Predators of True Katydids include birds, bats, spiders, frogs, snakes, and other insect-eaters.
|Neutral ||pheitmeyer ||On Oct 23, 2006, pheitmeyer from Mesa, AZ
(Zone 9b) wrote:
found one in my garden saturday. it was half dead on the wall. then my dog ate it.
|Positive ||bt18 ||On Mar 22, 2009, bt18 from Union City, OK
(Zone 7a) wrote:
I love the sound of the true katydid but unfortunately they are not heard where I live in central Oklahoma. But they are heard in the forested areas of central and eastern Oklahoma and are only a short drive away!
|Positive ||tlsexton0913 ||On Jul 21, 2009, tlsexton0913 from Miami, OK
(Zone 6a) wrote:
We hear these bugs every night at the same time, but this was our first glance at them. They are the coolest looking bugs and seem to be very intelligent. We did catch it in a wide mouthed jar so that we could look closer at it. Since we are new to this area we are not sure what is harmful and what isn't. After "CAREFUL" observation, we then return the insects where we found them. We did learn that the katydid does not fly but glides from limb to limb, so we are not sure if it somehow accidentally got on our porch or that is where it wanted to be. We love the katydid and this one is back again tonight. We DID NOT catch it again, but rather left it to its own accord.
|Positive ||K4CLE ||On Oct 23, 2009, K4CLE from Germantown, TN
(Zone 7b) wrote:
There is an old saying around here that "The first time you hear the Katydid's singing, it will frost 90 days later". This year, the Katydid's were singing very early in the spring time. And we have already had our first frost just a few days ago (October 18, 2009) - extremely early for this area. I have never counted the days since I first heard the Katydid's sing, but I have just noticed over the years that this saying must be pretty close to being true!
|Neutral ||Artspace ||On Nov 17, 2009, Artspace from Dammeron Valley, UT wrote:
I found this insect eating my rose leaves and resting in the flower over a few days. A katydid? It did a lot of damage, but it's fall and time for leaf drop anyway. Zone 7, So. Utah
|Neutral ||SamsonUganda ||On Jun 15, 2010, SamsonUganda from Boerne, TX wrote:
I live on a ranch in Hill Country Texas. I've heard these things all the time throughout my life. There's one large Live Oak out in the back yard (most other trees are Cedar/Juniper). It's about 20 feet tall, and I can easily hear hundreds of the Katydids in the top.
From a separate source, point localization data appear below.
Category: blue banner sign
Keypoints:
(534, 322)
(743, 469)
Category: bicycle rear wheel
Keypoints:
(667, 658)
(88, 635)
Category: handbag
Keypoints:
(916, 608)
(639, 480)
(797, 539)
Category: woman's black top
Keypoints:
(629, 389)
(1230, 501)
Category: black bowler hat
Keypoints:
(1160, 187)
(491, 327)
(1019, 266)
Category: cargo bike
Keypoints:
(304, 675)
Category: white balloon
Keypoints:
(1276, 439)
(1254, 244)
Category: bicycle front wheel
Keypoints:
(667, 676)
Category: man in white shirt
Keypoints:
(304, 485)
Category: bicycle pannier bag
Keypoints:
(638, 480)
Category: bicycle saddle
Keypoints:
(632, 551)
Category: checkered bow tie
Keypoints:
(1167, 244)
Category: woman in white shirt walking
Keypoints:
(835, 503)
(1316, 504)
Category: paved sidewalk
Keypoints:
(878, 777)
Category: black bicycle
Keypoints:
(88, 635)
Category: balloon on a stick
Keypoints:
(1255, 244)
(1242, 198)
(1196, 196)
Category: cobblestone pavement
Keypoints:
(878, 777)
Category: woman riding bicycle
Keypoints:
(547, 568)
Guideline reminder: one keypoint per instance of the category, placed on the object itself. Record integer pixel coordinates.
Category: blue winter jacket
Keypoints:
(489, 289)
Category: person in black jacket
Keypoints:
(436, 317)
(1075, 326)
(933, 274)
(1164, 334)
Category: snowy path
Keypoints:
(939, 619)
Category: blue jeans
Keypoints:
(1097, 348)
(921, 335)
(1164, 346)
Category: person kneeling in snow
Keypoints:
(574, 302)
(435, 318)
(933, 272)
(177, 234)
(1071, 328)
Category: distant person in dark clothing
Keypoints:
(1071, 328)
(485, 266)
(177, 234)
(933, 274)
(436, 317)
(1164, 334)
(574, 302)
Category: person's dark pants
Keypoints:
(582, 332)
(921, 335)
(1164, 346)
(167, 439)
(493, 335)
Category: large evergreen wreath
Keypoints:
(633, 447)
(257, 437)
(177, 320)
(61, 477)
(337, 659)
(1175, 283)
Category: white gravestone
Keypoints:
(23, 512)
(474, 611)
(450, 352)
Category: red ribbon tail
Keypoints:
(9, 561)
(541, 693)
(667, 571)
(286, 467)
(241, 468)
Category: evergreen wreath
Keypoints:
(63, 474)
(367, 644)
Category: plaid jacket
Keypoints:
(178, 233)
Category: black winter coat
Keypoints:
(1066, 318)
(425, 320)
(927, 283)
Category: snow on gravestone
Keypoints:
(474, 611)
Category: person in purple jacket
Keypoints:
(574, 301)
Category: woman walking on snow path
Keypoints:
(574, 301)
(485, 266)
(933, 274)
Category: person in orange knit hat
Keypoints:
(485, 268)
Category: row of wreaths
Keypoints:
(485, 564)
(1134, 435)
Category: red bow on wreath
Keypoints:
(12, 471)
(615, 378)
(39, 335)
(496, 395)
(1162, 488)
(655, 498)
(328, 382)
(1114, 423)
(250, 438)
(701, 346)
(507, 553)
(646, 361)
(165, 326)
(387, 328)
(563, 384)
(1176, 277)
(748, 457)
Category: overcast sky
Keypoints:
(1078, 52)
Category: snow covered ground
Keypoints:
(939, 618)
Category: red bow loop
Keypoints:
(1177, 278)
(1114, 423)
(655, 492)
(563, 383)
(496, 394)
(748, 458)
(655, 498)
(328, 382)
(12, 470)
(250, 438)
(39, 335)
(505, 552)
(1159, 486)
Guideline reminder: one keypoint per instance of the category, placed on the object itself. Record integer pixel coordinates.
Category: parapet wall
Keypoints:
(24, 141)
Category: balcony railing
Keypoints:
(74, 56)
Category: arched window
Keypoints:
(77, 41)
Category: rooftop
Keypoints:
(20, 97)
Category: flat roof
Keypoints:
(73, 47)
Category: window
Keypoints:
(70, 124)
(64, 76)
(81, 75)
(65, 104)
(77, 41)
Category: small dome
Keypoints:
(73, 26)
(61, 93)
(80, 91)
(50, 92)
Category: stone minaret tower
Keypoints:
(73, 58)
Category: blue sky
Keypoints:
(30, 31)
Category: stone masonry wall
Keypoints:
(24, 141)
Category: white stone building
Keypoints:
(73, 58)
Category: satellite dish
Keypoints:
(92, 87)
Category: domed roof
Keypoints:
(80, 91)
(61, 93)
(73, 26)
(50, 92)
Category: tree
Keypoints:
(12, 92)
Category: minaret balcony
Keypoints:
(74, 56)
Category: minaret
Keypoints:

This year was the first time that I'd seen them on the walls outside my house.
As stated earlier, they do tend to stay in one place for days on end, perhaps their entire life cycle. Now, there are somewhere between 10 - 20 of them on windows, walls, even hanging under the awning of the roof (Next to a hornet's nest no less).
Most pictures I've seen are of green true katydids. I've seen mostly green, but also Golden brown, and a purple-ish, maroon-ish red (I've only seen two of those).
After extensive review of these creatures (Big words for having played with dozens of them) I've noted that they do actually have personalities. Weird. Many like to climb all over everything after they've been startled, but some like to "chirp" aggressively when startled. I found that quite interesting. Even when cupping my hands around them, they hopped up (maybe an inch or so) and chirped quite loudly.
And one bit me. It break skin, and it didn't hurt much (It felt like if you were to put your finger in a pair of needle nose pliers, and squeeze lightly for a second) but it did startle me. I've never heard of one biting people.